A Comparison of the practices of A Super Specialist and and average GP

I would not trade my community based family practice for a hospital based practice for anything.  I’ll tell you what happened to my wife and me this week to illustrate why that is.

I met my wife in medical school and we married during out internships.  We’ve been married for 30 years.  That is about all we have in common in our careers.  Lori is a well-known specialist in Respirology and is the Regional Director of the TB clinic.  She was program director for a decade at McMaster University and has risen to the rank of Clinical Professor.  She is Chair of Respirology at the Royal College.

She is also well liked by her patients and colleagues.  She cares about them and it shows.

I’m an average family doctor.  I’ve never risen above the rank of Assistant Clinical Professor and I never will.  Clinically I’m average and although I too care about my patients, I don’t come across as a likeable old curmudgeon, just an old curmudgeon.  I’ve had some medical political success but mostly because as one colleague told me, “you’re a big enough asshole to get along with the government.”

Despite my wife’s glittering clinical reputation and my averageness, my eyes were opened this week when both of us had to cancel patient appointments.  We both were ill with an influenza-like illness and had to take time off.

My patients were very understanding.  The most common reaction was “tell Dr.
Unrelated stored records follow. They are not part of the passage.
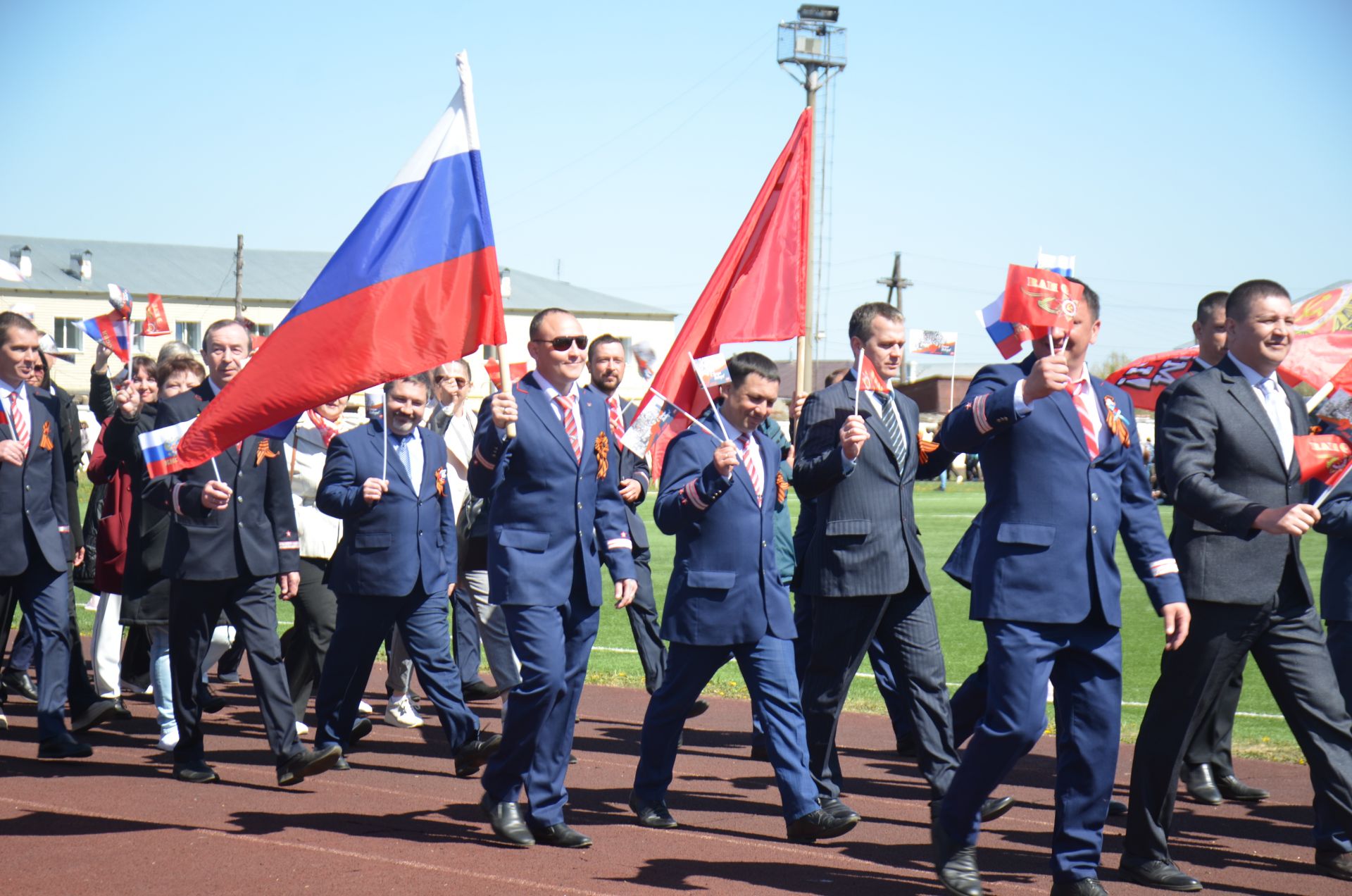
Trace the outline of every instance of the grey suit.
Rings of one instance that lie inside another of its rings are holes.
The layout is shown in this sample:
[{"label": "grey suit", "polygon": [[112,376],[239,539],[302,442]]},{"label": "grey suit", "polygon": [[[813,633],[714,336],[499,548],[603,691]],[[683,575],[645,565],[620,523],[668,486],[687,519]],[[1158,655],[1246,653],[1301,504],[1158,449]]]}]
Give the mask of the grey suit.
[{"label": "grey suit", "polygon": [[836,727],[875,635],[896,671],[934,797],[948,792],[957,767],[944,652],[913,505],[915,479],[937,476],[953,455],[938,448],[921,463],[919,410],[900,393],[891,395],[906,444],[902,457],[865,397],[860,416],[871,437],[853,464],[845,460],[838,433],[854,413],[853,375],[814,393],[798,430],[794,490],[803,502],[815,502],[798,586],[813,601],[803,715],[810,769],[821,794],[830,797],[841,790]]},{"label": "grey suit", "polygon": [[[1282,387],[1295,433],[1305,405]],[[1168,861],[1167,832],[1197,709],[1215,700],[1252,652],[1328,797],[1352,823],[1352,717],[1338,693],[1299,539],[1253,529],[1267,508],[1302,499],[1253,387],[1230,359],[1178,386],[1160,421],[1164,480],[1174,493],[1171,541],[1192,612],[1191,632],[1165,652],[1132,763],[1125,851]]]}]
Wooder to take care of himself” or “I hope he’s OK”.  These people were genuinely concerned about me and didn’t mind that they were being inconvenienced.

Now I do see almost everyone on their day of choice.  It’s easy to get in the same day or the next day of a call.  If their appointment is for 11 they are generally out of the office by 1130.  My appointment times mean something.  And even when I was away, we did prescription renewals, looked after minor complaints over the phone or through a primary care nurse and had a covering family doctor available for serious complaints.
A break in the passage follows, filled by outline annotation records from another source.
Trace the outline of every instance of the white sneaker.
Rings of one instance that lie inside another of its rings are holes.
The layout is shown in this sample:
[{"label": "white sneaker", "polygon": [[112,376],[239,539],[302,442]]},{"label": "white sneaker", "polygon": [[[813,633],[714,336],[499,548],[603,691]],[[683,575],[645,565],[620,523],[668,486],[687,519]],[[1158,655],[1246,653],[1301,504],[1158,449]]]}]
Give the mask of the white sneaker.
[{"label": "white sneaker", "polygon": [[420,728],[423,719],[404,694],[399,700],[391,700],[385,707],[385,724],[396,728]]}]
Most importantly these are people with whom I’ve had an ongoing relationship with for years, decades and sometimes for generations.  I’ve earned a little slack after years of good service.

My wife’s patients were not nearly so understanding.  People complained and they complained loudly.  “I booked a day off work you know” or “When will I get seen?”  They were all told that she was ill and not one person expressed any concern or hoped she would get better.

Lori does not see people quickly.  Her waiting list is months long.  People who are waiting to see her are generally quite sick and need to be accompanied by friends or family.  Some of them are complete strangers and she has no pre-existing relationship with them.  Sometimes hospital patients get real sick, real fast so an 11 o’clock appointment may mean 1 o’clock.

And that is the difference.  I know my patients.  I know their parents or their children.  I know their neighbours and they all know me.  Hospital based physicians don’t usually have all of that going for them and their patients are not as quick to forgive.  They are terrific doctors but they don’t have an ongoing relationship that acts as a buffer.

I respect my colleagues who work in hospital, but I feel bad for them too.